Com a saída da Jaguar do WSC no final de 1991, a Peugeot tinha a vida facilitada para a temporada de 1992. E se é um facto que os Jaguar XJR-14 continuaram a competir, agora como Mazdas e com motores V10 Judd, a verdade é que sem evoluções não estavam à altura da nova versão do Peugeot, o 905 Evo 1B, tendo este conquistado o Campeonato WSC de 1992, incluindo neste a não menos importante vitória em Le Mans que a Peugeot tanto desejava.

Para 1993 a Peugeot cria algo radical. Desde as alterações de regulamento e da consequente aproximação à F1, a ênfase do WSC era cada vez mais a performance e não a endurance. A Peugeot decide construir o 905 Evo 2 o mais próximo possível a um monolugar de F1. Isso é bastante claro quando analisamos a frente, com um “nariz” estilo F1 e suspensão frontal quase totalmente exposta. A aposta era clara: downforce máxima. Atrás, o spoiler era semelhante em design ao do Evo 1 mas ainda maior, e estavam de volta as coberturas das rodas traseiras, que tinham sido vistas nas primeiras versões do 905 em 1990.

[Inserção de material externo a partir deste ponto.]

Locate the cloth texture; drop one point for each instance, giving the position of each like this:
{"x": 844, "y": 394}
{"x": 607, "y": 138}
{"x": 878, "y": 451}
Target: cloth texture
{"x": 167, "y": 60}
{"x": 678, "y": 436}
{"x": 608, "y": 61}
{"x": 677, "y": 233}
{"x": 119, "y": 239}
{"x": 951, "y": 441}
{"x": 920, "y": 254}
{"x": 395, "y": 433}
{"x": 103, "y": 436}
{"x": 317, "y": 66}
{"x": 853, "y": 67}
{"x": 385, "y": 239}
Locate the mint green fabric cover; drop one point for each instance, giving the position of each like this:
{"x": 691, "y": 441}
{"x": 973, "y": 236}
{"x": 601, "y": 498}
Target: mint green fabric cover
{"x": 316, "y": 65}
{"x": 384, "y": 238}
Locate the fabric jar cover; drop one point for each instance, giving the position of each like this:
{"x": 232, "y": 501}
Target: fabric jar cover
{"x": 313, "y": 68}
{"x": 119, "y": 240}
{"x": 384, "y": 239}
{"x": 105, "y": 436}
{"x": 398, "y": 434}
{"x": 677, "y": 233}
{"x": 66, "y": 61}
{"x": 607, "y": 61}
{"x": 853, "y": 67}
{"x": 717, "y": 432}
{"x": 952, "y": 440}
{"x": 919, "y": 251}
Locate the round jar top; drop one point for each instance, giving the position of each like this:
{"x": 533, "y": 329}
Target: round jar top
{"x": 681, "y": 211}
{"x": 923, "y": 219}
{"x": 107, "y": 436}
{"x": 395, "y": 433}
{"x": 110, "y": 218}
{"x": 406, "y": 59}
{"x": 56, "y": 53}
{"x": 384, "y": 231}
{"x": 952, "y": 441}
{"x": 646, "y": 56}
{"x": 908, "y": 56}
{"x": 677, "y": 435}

A Peugeot chegou a levar um 905 Evo 2 para a sexta e última prova da época de 1992 em Magny-Cours (a temporada consistia em dez provas mas a crescente desinteresse no WSC recessão económica mundial desse ano reduziu esse número para seis), mas que apenas foi utilizado na sessão de treinos. Seria a última prova do WSC e a última aparição do 905 Evo 2.

Em 1993 as 24 horas de Le Mans ocorrem como prova independente organizado pelo ACO e a Peugeot vence novamente, não com o Evo 2 mas com o mais testado e fiável 905 Evo1 Bis.

Com o fim do WSC a Peugeot abandona o projecto 905 e concentra os seus esforços na F1. Tal como Ecclestone pretendia, alguns dirão.

A evolução do Peugeot 905 resultou em algo excepcional, e sem dúvida contribuiu para o que se viriam a ser os atuais campeonatos de resistência e as máquinas excepcionais que neles competem, mas para mim, nada se compara à beleza e elegância daquele esguio Peugeot que tanto alimentou a minha imaginação.

E apenas uma nota final ao departamento de marketing da Peugeot, pelo excelente trabalho, pois acabei por comprar um Peugeot 205 GTI. Pronto, 25 anos depois, mas comprei. O marketing funcionou!